Art theft is an complicated and ancient crime. When you take a look at the some of the most famous cases of art thefts in history, you see thoroughly prepared operations that include art dealerships, art fakers, mobsters, ransoms, and countless dollars. Here you can read about some of the most well-known cases of art theft in the history.

The First Theft:
The very first documented case of art theft remained in 1473, when 2 panels of altarpiece of the Last Judgment by the Dutch painter Hans Memling were taken. While the triptych was being transported by ship from the Netherlands to Florence, the ship was attacked by pirates who took it to the Gdansk cathedral in Poland. Nowadays, the piece is revealed at the National Museum in Gdansk where it was just recently moved from the Basilica of the Assumption.

One Of The Most Famous Theft:
The most popular story of art theft includes among the most well-known paintings in the world and one of the most famous artists in history as a suspect. In the night of August 21, 1911, the Mona Lisa was taken from the Louver. Quickly after, Pablo Picasso was apprehended and questioned by the authorities, however was launched rapidly.

It took about 2 years until the mystery was resolved by the Parisian cops. It turned out that the 30 × 21 inch painting was taken by among the museum workers by the name of Vincenzo Peruggia, who simply brought it concealed under his coat. Peruggia did not work alone. The criminal offense was carefully performed by a well-known con guy, Eduardo de Valfierno, who was sent by an art faker who planned to make copies and sell them as if they were the initial painting.

While Yves Chaudron, the art faker, was hectic creating copies for the well-known masterpiece, Mona Lisa was still hidden at Peruggias apartment or condo. Ultimately, Peruggia was captured by the police while trying to sell the painting to an art dealership from Florence, Italy.

The Most significant Theft in the U.S.A:
The biggest art theft in United States took location at the Isabella Stewart Gardner Museum. On the night of March 18, 1990, a group of burglars using cops uniforms burglarized the museum and took thirteen paintings whose cumulative value was estimated at around 300 million dollars. The thieves took 2 paintings and one print by Rembrandt, and works of Vermeer, Manet, Degas, Govaert Flinck, in addition to a French and a Chinese artifact.

As of yet, none of the paintings have actually been discovered and the case is still unsolved. Inning accordance with current reports, the FBI are examining the possibility that the Boston Mob in addition to French art dealers are linked to the crime.

The Scream:
The painting by Edvard Munchs, The Scream, is probably the most searched for painting by art thieves in history. It has actually been stolen twice and was just recently recuperated. In 1994, during the Winter Olympics in Lillehammer, Norway, The Scream was taken from an Oslo gallery by two thieves who broke through an open window, set off the alarm and left a note saying: thanks for the poor security.
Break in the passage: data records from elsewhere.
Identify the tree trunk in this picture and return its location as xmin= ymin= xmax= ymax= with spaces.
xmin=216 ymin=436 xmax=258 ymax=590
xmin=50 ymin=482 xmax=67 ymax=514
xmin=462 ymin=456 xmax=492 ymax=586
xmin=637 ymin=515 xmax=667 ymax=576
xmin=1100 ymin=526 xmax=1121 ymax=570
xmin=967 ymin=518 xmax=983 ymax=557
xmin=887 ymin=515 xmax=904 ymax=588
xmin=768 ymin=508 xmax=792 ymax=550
3 months later on, the holders of the painting approached the Norwegian Government with an offer: 1 million dollars ransom for Edvard Munchs The Scream. The Government denied the offer, however the Norwegian authorities teamed up with the British Authorities and the Getty Museum to organize a sting operation that brought back the painting to where it belongs.

While Museum authorities waiting for the thieves to request ransom money, rumors claimed that both paintings were burned to conceal proof. Ultimately, the Norwegian cops discovered the 2 paintings on August 31, 2006 however the truths on how they were recovered are not known.


When you look at the some of the most well-known cases of art thefts in history, you see thoroughly planned operations that involve art dealers, art fakers, mobsters, ransoms, and millions of dollars. The most famous story of art theft includes one of the most popular paintings in the world and one of the most famous artists in history as a suspect. The criminal offense was carefully conducted by a notorious con guy, Eduardo de http://kurtcriter.brandyourself.com/Links Valfierno, who was sent out by an art faker who intended to make copies and sell them as if they were the original painting.

Eventually, Peruggia was caught by the authorities while trying to sell the painting to an art dealership from Florence, Italy. The painting by Edvard Munchs, The Scream, is most likely the most sought after painting by art thieves in history.